The process goes beyond medical staff. The head of housekeeping must prioritize bed cleaning for any beds not clean at the moment. She is given a list of the type of beds needed most urgently, and the housekeeping staff then scours the hospital for unclean beds. Transportation staff come to the ED and transport anyone who can go into the next open room. Pharmacy support also is available — i.e., an acute pneumonia patient may be given meds in the ED.
Hoag’s ED staff are hoping to add a new requirement to Code EST: that charge nurses from the floor actually come to the ED to share their information.
Even more important than the 15-20 minute meeting in the ED to discuss the situation on their floor is that "they get to share the pain a little bit. They tour through the waiting room, see kids with fevers, vomiting in buckets," Ricci shares. "I hope this will give them some compassion for people waiting for that bed upstairs."
A very simple, but effective strategy involves pre-emptive bed requests, Karpiel says.
"The process of getting a bed in a hospital may take five or more phone calls and from one to four hours or more," he observes. "If we are able to identify the need for a bed sooner and start the admitting process sooner, we might be able to cut that time."
The basic premise is this: Any good emergency physician or nurse can walk in a room, look at the patient, and almost immediately determine with a high degree of reliability whether the patient needs to be admitted and what kind of bed the patient would need. "So why not start the process then and there, rather than waiting to admit the patient and then begin waiting for a bed?" poses Karpiel.

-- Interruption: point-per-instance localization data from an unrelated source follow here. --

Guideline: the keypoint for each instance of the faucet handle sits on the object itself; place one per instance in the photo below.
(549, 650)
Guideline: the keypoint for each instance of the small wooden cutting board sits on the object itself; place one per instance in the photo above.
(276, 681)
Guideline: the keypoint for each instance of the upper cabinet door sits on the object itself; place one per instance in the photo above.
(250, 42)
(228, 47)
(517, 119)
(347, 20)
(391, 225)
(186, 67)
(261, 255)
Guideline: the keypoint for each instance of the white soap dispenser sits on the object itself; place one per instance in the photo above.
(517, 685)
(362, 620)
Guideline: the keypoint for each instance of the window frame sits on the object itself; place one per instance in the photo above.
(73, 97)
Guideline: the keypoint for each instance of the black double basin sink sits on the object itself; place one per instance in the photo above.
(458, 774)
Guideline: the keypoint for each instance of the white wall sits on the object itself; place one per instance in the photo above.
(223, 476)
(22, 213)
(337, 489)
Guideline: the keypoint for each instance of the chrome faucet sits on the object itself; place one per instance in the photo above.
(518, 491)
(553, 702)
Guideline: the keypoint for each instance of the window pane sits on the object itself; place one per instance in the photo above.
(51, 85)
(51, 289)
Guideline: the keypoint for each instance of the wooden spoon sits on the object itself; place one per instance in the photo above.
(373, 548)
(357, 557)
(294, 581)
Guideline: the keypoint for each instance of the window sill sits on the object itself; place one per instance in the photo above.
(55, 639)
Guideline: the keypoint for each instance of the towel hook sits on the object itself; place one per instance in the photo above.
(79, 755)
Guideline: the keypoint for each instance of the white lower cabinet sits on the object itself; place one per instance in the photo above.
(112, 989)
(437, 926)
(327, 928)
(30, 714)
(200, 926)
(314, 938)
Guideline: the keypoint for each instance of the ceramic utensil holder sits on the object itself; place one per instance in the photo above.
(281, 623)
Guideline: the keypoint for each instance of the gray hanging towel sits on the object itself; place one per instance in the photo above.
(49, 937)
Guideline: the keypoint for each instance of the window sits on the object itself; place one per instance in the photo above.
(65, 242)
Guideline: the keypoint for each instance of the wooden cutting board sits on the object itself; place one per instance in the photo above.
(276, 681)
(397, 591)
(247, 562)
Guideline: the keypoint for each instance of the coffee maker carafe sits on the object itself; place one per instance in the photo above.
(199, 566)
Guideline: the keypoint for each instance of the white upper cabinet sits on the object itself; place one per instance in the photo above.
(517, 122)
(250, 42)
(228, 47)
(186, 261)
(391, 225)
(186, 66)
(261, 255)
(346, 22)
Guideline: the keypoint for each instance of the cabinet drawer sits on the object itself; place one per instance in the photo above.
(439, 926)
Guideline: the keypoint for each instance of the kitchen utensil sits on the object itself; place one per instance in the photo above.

Adventist Medical Center in Portland, OR, has been using pre-emptive bed requests for about two years and has cut turnaround time from 3.5 to four hours down to two to three hours, says Jan Paquette, MD, FACEP, ED director. However, pre-emptive bed requests must be part of a larger multidisciplinary program to decrease your turnaround, she adds.
The disciplines that need to be at the table are those affected by patient admission, she maintains. "The planning meeting should include representatives of the emergency physician, nursing and unit secretary staff, the admitting clerk, the nursing supervisor, and housekeeping," Paquette says.
All of these discipline must be at the table to be educated to respond to this change in process, she explains. It’s typical for admission clerks to submit the patient’s name, diagnosis, and attending at time of bed assignment, she says.
"But with pre-emptive beds, you have to change the process so they take the name, plus general diagnosis class — i.e., chest pain — without a doc assigned," Paquette says. "At that point, housekeeping can be notified, the bed can be made, and the nursing staff can be prepared to receive the patient. All of these processes can start earlier."
Another win-win strategy involves creative staffing. Ricci says the initial plan was to try to have space where admitted patients could go before they went on the floor.
"But after vainly looking for unused space, we flipped our thinking," he says. "Instead of having a space where patients could go to see new nurses in preparation for going upstairs, why not add a nurse to the ED staff and have him or her be the emergency care admit nurse?"
This doesn’t gain you any space, he concedes, but it transfers the responsibility of the laborious process of admitting paperwork from the ED nurse to this new nurse.
"The ED nurses are delighted, the nurse on the floor is much less resistant to that new admission, because he or she knows the 17 pages of paperwork already are done," Ricci says.
Speaking of win-win, all of these strategies result in a win for the ED and for the hospital. "If you can improve throughput time on access to beds, or reduce patient stay by half a day in a 300-bed hospital, it’s the equivalent of adding 30 more beds to that hospital," Karpiel asserts.